Le parquet de Mons a indiqué vendredi que les analyses du médecin-légiste dans le cadre du décès de l'ancien directeur financier de Tubize, Philippe Passelecq, n'ont rien révélé de suspect. Le corps de l'homme avait été retrouvé mardi en fin d'après-midi. Rien de suspect n'a été découvert dans le décès de l'ancien directeur financier de Binche. La thèse du suicide est donc confirmée

Licencié sur le champ par la Ville de Binche au début du mois d'octobre après la découverte de mouvements financiers suspects dans les caisses communales, l'intéressé avait disparu de son domicile depuis lundi soir. Le corps de l'intéressé avait été retrouvé mardi en fin de journée.

Après la découverte des soupçons de fraude à Binche, d'autres villes avaient décidé de mener une enquête au niveau des finances communales, notamment Tubize et Seneffe où l'individu a occupé des fonctions similaires à celles qu'il a occupées à Binche.

Pour rappel, les communes de Seneffe, Binche et Tubize ont respectivement perdu 360.000, 45.000 et 85.000 euros.

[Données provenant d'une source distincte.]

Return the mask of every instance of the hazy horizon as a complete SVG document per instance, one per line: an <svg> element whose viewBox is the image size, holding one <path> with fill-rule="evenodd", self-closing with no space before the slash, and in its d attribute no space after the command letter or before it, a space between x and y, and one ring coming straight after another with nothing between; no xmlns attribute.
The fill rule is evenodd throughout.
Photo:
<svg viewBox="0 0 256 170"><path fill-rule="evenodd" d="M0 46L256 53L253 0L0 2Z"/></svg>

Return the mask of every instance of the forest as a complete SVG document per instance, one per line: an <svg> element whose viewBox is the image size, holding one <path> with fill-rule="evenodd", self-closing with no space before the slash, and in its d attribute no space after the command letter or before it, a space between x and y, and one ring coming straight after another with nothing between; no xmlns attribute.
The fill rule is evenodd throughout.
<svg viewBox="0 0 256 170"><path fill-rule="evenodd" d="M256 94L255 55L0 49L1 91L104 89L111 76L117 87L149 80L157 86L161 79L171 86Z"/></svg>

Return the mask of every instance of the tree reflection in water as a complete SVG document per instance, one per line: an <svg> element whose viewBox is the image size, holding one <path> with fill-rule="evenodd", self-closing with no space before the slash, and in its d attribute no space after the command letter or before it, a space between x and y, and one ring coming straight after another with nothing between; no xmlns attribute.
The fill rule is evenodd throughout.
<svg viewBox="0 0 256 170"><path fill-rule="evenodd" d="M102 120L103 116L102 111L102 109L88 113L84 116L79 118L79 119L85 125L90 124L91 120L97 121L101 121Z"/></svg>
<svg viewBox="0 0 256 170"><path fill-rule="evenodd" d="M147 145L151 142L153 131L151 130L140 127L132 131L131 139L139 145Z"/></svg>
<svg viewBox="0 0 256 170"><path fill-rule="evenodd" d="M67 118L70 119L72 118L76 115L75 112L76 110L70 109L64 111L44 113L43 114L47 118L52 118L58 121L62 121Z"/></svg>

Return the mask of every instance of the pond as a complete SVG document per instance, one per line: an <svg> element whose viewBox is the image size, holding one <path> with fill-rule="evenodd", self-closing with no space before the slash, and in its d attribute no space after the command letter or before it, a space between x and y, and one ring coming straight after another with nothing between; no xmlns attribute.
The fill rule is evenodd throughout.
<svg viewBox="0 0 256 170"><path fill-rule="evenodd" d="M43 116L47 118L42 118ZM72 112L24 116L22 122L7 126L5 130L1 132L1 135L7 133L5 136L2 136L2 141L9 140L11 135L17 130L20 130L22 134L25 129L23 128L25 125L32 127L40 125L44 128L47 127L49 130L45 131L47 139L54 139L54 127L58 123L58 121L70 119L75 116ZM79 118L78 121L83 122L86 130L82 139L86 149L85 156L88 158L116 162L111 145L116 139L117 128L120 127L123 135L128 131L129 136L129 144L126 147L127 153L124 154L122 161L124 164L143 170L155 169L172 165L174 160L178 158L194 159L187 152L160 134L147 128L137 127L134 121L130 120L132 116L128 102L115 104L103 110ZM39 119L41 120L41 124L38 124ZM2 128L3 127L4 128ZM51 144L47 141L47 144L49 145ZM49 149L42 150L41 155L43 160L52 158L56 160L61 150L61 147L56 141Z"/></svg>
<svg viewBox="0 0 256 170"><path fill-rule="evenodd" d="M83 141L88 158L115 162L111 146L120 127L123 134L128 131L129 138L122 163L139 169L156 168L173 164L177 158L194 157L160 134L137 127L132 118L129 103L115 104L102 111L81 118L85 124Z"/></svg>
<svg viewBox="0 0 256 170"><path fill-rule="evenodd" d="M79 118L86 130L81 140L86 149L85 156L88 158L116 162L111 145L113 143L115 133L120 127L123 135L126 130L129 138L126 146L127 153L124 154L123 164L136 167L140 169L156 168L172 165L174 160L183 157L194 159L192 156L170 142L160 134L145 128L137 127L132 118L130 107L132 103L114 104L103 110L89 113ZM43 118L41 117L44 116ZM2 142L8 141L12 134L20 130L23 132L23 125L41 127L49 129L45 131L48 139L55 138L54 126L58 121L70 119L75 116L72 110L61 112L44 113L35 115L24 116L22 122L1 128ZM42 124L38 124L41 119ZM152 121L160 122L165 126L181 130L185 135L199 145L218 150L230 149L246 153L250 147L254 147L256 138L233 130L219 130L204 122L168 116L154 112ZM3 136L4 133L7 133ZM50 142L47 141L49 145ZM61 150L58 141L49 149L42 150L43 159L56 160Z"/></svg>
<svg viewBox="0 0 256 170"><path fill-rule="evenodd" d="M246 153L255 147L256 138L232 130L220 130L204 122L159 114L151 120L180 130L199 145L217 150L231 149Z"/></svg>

Les mouvements repérés comme suspects s'avèrent effectivement de l'argent détourné par le Louviérois. "Le montant de 360.000 euros se confirme au fur et à mesure des recherches qui sont réalisées", explique la bourgmestre de Seneffe, Bénédicte Poll (MR). "Les suspicions se transforment en faits réels." De leur côté, les communes de Binche et de Tubize continuent également d'éplucher leurs comptes.

Si la commune de Seneffe n'a jamais eu la moindre suspicion auparavant, c'est parce que les virements effectués par M. Passelecq étaient noyés dans une masse. "L'argent était masqué dans les comptes ONSS entre 2010 et 2014. On parle de 90.000 euros par an mais noyés au milieu des comptes ONSS du personnel, soit plusieurs millions d'euros. Il le faisait au départ de comptes destinés au remboursement d'emprunts sur lesquels il n'y a normalement que des prélèvements automatiques. Voilà comment il est passé entre les mailles du filet."

Les trois communes ont entamé des poursuites à l'encontre de M. Passelecq. Son décès éteint automatiquement l'action publique et les poursuites pénales. En revanche, les poursuites judiciaires et civiles sont maintenues. "L'action pénale s'éteint évidemment avec le décès mais nous allons poursuivre la procédure judiciaire au moins pour savoir si d'autres personnes sont impliquées dans ce détournement mais aussi pour récupérer le montant", confie la bourgmestre de Seneffe.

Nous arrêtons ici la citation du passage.